Le gouvernement algérien veut miser sur la 5G pour doper les performances de l’Internet fixe. Bond technologique par rapport à la 4G LTE, la 5G FWA (en accès sans fil fixe) vise à répondre à la demande croissante en connectivité à haut débit. Abdelghani Aït Saïd, PDG de l’opérateur historique Algérie Télécom, a présenté, mardi 12 mai, un exposé sur le projet d’évolution du réseau 4G LTE vers la 5G FWA. C’était lors d’une réunion consacrée au suivi du rythme de mise en œuvre du programme de modernisation du réseau cuivre et de sa transformation progressive en réseau à fibre optique, présidée par le ministre des Postes et Télécommunications, Sid Ali Zerrouki. Ce dernier a donné des instructions pour la mise en service de la 5G FWA au plus tard au début de l’année 2027.
« Ce projet devrait constituer une avancée majeure dans le domaine des services d’Internet fixe, grâce à l’amélioration des vitesses de connexion, à la réduction du temps de latence et au renforcement de la qualité de la connectivité, en phase avec les évolutions technologiques et les besoins croissants des utilisateurs à travers les différentes régions du pays », a déclaré le ministère des Postes et Télécommunications dans un communiqué.
4G LTE vs 5G FWA
Selon le ministère des Postes et Télécommunications, le passage de la 4G LTE à la 5G FWA ne se limite pas à une simple augmentation des débits Internet. Cette évolution doit également permettre de réduire le temps de latence, d’améliorer la stabilité du réseau et de renforcer la qualité globale de la connectivité.
La différence entre les deux technologies repose aussi sur leur architecture réseau. La 4G LTE s’appuie sur une infrastructure conçue à une époque où les besoins en connectivité étaient moins importants. À l’inverse, la 5G FWA utilise une architecture plus moderne et plus flexible, capable de mieux gérer les données et d’optimiser la répartition des ressources réseau.
Cette nouvelle architecture doit également permettre une meilleure gestion des usages intensifs.
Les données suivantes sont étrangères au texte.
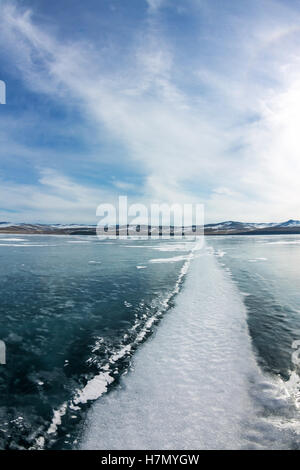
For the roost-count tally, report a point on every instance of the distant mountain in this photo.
(247, 228)
(223, 228)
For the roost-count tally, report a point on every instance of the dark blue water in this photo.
(267, 272)
(72, 309)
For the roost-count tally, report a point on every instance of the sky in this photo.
(171, 101)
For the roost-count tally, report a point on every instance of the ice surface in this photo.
(195, 384)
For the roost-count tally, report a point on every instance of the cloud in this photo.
(223, 133)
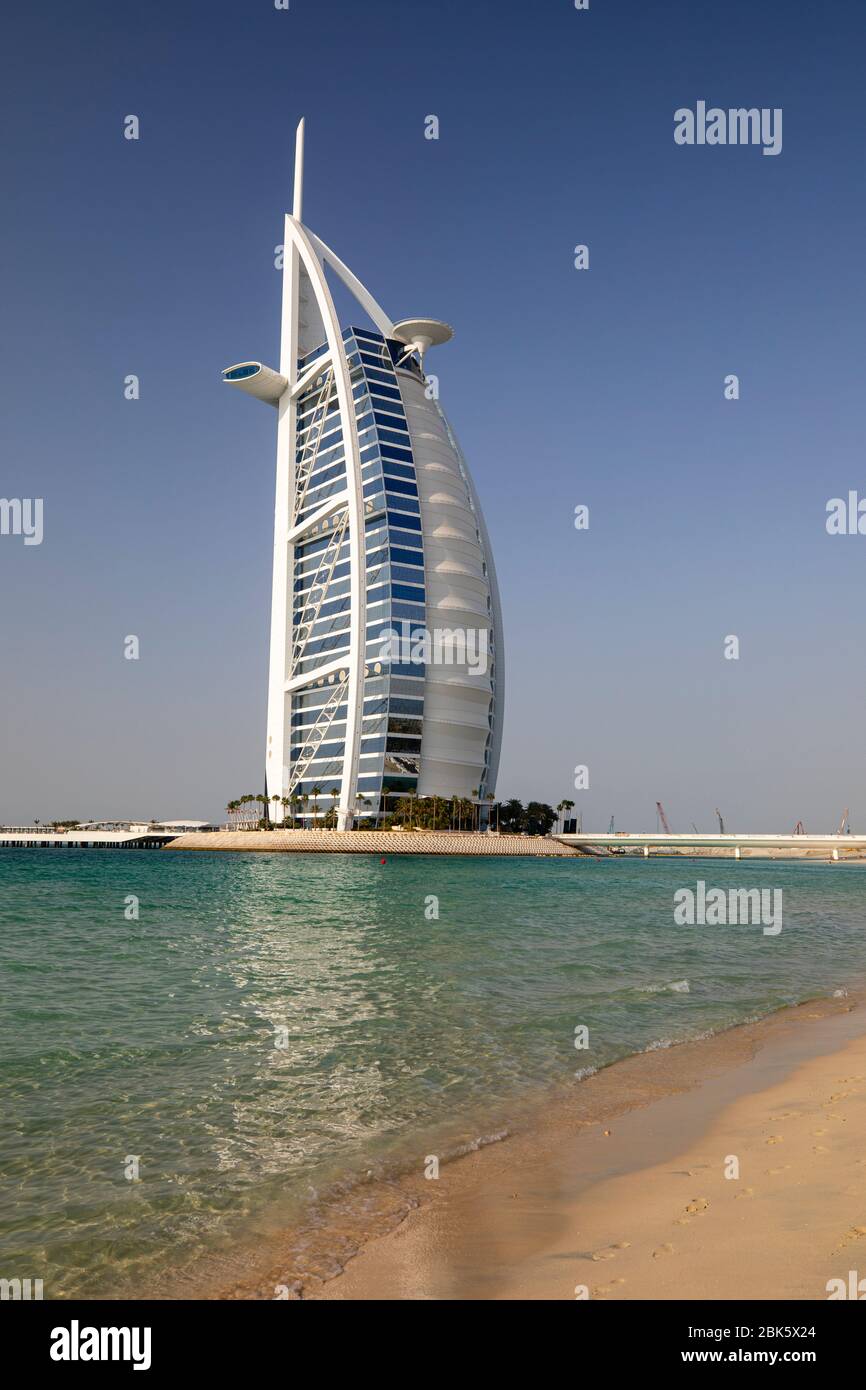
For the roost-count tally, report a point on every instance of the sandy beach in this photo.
(747, 1182)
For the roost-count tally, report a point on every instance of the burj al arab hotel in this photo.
(377, 528)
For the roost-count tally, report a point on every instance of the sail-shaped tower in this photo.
(377, 531)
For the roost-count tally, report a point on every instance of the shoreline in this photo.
(647, 1205)
(464, 843)
(556, 1201)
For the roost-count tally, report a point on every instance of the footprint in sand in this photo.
(855, 1233)
(610, 1251)
(606, 1289)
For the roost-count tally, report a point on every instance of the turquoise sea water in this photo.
(271, 1023)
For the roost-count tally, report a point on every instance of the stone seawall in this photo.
(374, 843)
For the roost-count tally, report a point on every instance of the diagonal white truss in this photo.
(327, 562)
(317, 734)
(309, 451)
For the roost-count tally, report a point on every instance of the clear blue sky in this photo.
(602, 388)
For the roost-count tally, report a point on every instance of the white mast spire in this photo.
(298, 205)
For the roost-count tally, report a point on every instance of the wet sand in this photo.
(638, 1203)
(616, 1187)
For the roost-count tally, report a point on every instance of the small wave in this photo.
(674, 987)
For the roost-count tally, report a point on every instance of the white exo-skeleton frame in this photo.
(309, 319)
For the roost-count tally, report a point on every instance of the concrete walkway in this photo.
(374, 843)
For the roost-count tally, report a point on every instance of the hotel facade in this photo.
(378, 535)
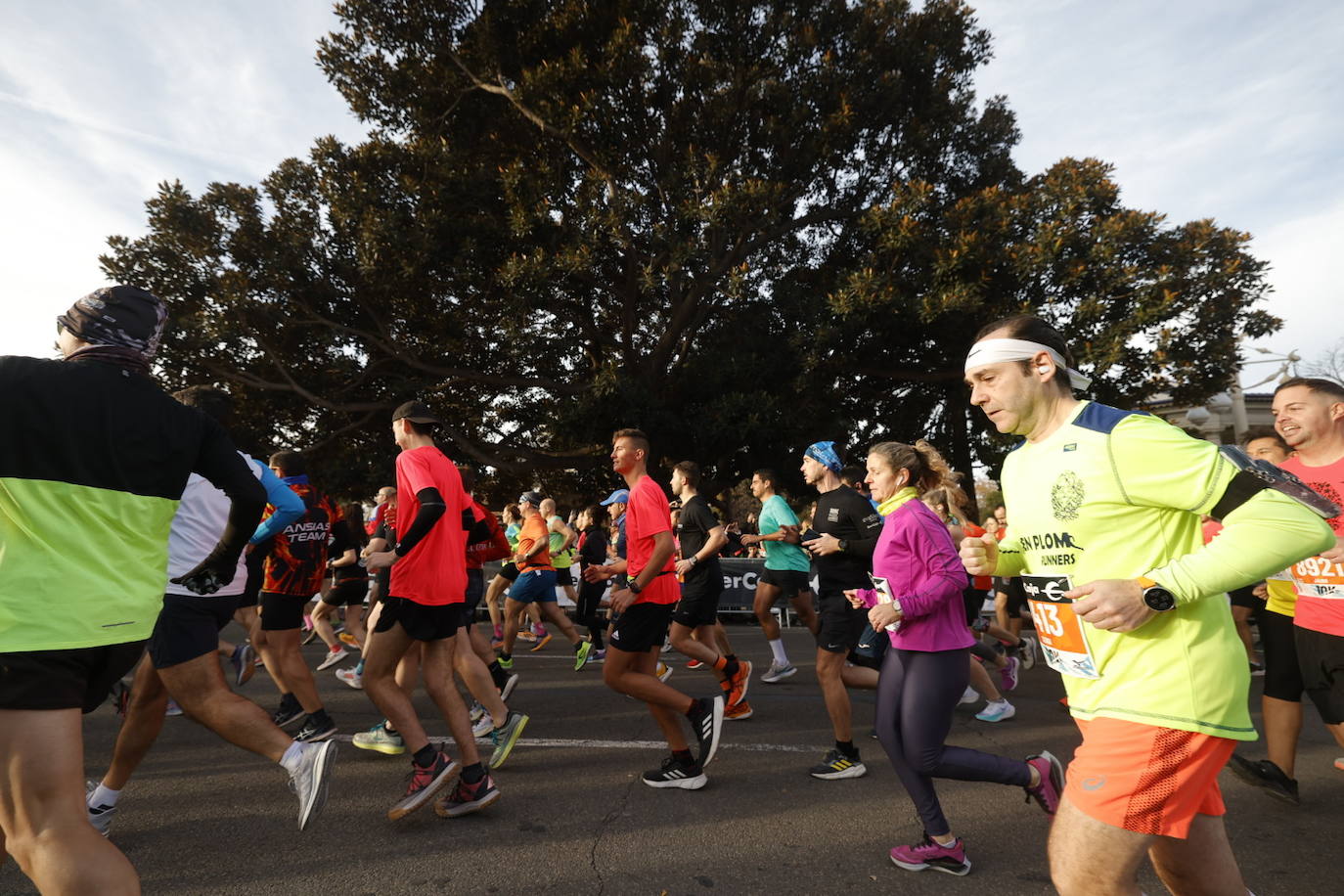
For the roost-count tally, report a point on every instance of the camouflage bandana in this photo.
(121, 324)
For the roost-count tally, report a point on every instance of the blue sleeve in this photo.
(288, 506)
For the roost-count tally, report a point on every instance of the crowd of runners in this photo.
(133, 531)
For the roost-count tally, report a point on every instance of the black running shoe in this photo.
(1265, 776)
(675, 774)
(707, 723)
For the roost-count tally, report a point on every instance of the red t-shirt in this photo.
(646, 516)
(434, 572)
(297, 558)
(532, 533)
(1318, 612)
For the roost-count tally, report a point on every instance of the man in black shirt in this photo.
(845, 529)
(696, 614)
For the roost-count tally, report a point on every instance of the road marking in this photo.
(567, 743)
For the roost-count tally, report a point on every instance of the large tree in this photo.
(740, 226)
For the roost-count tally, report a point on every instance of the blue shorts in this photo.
(536, 585)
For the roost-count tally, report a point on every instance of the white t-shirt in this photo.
(197, 528)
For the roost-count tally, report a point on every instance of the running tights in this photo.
(590, 596)
(917, 694)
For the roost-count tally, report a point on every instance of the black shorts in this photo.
(347, 594)
(1016, 596)
(423, 621)
(283, 611)
(255, 572)
(1278, 644)
(642, 628)
(474, 590)
(77, 679)
(699, 604)
(840, 622)
(790, 582)
(1320, 655)
(1246, 598)
(189, 626)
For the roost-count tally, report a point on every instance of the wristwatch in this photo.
(1156, 597)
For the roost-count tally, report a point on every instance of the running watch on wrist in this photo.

Avec la 4G LTE, les performances peuvent se dégrader lorsque le nombre d’utilisateurs augmente fortement dans une même zone. La 5G FWA est, quant à elle, conçue pour absorber une charge plus importante tout en maintenant la qualité de la connexion et la stabilité du service.
Une stratégie plus large de développement du haut débit
Cette initiative s’inscrit dans le cadre des efforts des autorités pour développer le haut débit. En avril dernier, le gouvernement algérien a annoncé une augmentation des débits Internet pour les abonnés fixes à domicile à l’échelle nationale.
Le gouvernement accélère également la transition du cuivre vers la fibre, avec une suppression définitive du cuivre prévue pour fin 2027. L’exécutif veut aussi renforcer ses capacités internationales avec deux nouveaux câbles sous-marins : Medusa (fin 2026) et un second en 2027, pour compléter les cinq qui desservent déjà le pays.
Cette évolution intervient dans un contexte de transformation numérique accélérée, où administrations publiques, entreprises et particuliers ont besoin d’une connectivité fiable et performante au quotidien. Pour les particuliers, l’accès à Internet est devenu essentiel pour les usages courants comme l’éducation en ligne, le streaming, les réseaux sociaux ou encore le télétravail. Pour les entreprises, il constitue un levier clé de productivité, d’accès aux services numériques, de gestion des opérations et d’innovation.
Il convient toutefois de rappeler qu’au-delà de la disponibilité du haut débit, le facteur coût doit être pris en compte. Selon les données de l’Union internationale des télécommunications (UIT), 5 Go d’Internet fixe en Algérie représentaient 2,59 % du revenu national brut par habitant en 2025. Si ce niveau reste en dessous de la moyenne africaine (15,1 %), il demeure néanmoins au-dessus du seuil d’abordabilité de 2 % fixé par l’organisation.
Par ailleurs, selon les données de l’Autorité de régulation de la poste et des communications électroniques (ARPCE), l’Algérie comptait 6,82 millions d’abonnés à l’Internet fixe à fin septembre 2025 : 37,6 % fibre, 32,3 % ADSL, 30 % LTE fixe. En forte croissance ces dernières années, la fibre représentait la part la plus dynamique du parc national.